When it comes to stressing the needs of cash-strapped school districts, Keith Perrigan, president of the state’s Coalition of Small and Rural Schools, likes to let other educators do the talking.
Members of the coalition shared plenty of anecdotes at a news conference on Thursday outlining their priorities in the ongoing legislative session. Among them: school construction funding, coping with enrollment loss and a bill from Del. Delores McQuinn, D-Richmond, that would increase the ratio of school counselors to students.
“There are things that need to be addressed in order to survive, like a hole at the bottom of a boat,” said Peter Gretz, the superintendent of Middlesex County Public Schools. “You can’t survive without addressing that need.”
Finding new money for school construction was the coalition’s first priority. Virginia is home to some of the wealthiest counties in the country, but many rural and low-income municipalities still struggle to fund necessary improvements to failing infrastructure at local public schools.
In Bristol, where Perrigan serves as school superintendent, the newest public school was built in 1974. Del. Israel O’Quinn, R-Washington, said one school building in his district (which includes the city of Bristol) was built during the Coolidge administration.
“Most people don’t even remember that Calvin Coolidge was president,” he said at the conference. “But nonetheless, that’s what we’re dealing with.”
A 2013 study ordered by then-Gov. Robert F. McDonnell found that more than 60% of Virginia’s school buildings were more than 40 years old, with an estimated $18 billion price tag for renovating all schools more than 30 years old. Education advocates were notably displeased by this year’s budget proposal from Gov. Ralph Northam, which omitted funding for school construction and renovations.
The lack of construction funding, and other perceived shortcomings, have led to a bipartisan display of support from state lawmakers. The Coalition of Small and Rural Schools backed complementary bills from O’Quinn and Sen. Todd Pillion, R-Abingdon, that would establish a statewide school construction fund to provide grants to local school boards. O’Quinn’s died in a House committee, but Pillion’s passed the Senate this week on a 40-0 vote.
But at Thursday’s press conference, both were joined by Del. Chris Hurst, D-Montgomery, and Del. Jay Jones, D-Norfolk, who emphasized the commonalities between rural and urban districts with limited money for school improvements.
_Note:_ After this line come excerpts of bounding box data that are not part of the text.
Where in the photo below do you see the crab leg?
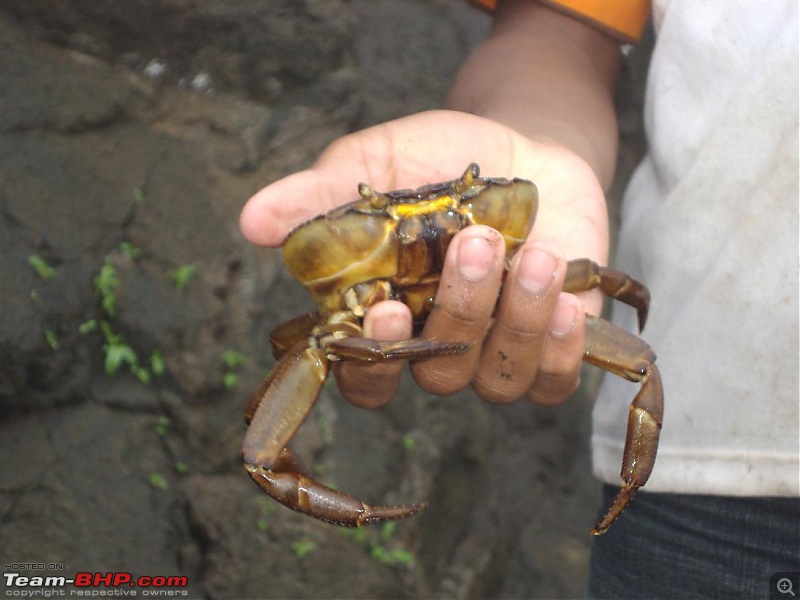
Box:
[564,258,650,332]
[247,448,427,527]
[584,315,664,535]
[242,334,469,527]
“Our problems are exactly the same, even though the skin color of our students may be a little bit different,” Jones said. “We’re all trying to find the best way forward.”
Some funding shortages can be linked to low-income areas with transient populations. This year, Hurst introduced a budget amendment to provide a cushion for schools with enrollment loss — when school districts lose students between attendance counts in March and September.
Losing even a few students can reduce state funding levels by thousands of dollars. Amy Griffin, the superintendent for Cumberland County Public Schools, said her district is projected to lose 70 students by the next budget cycle, reducing state funding by $100,000.
For small school districts, that can represent a significant loss, forcing staff cuts and other reductions. It’s also common. Fifty-eight of 76 districts in the Coalition of Small and Rural Schools are experiencing enrollment loss. Gretz said high-poverty areas tend to experience the worst fluctuation. Perrigan once lost roughly 11% of his students in one summer after two coal mines in the region closed.
“We tend to have very transient populations,” Gretz said. “They’re families that struggle to make rent. Two or three months go by and they’re gone. And if they leave before March 31? No state funding for them.”
Hurst’s amendment would restore $8.1 million in state funding over two years to subsidize those losses in local school districts. Lawmakers will debate the budget in the coming weeks, but it’s one effort among many to force school improvements across the state.
“In southwest Virginia, we’ve constantly been asked to do more with less,” Pillion said. “It’s time for us to step up and return parity to public education.”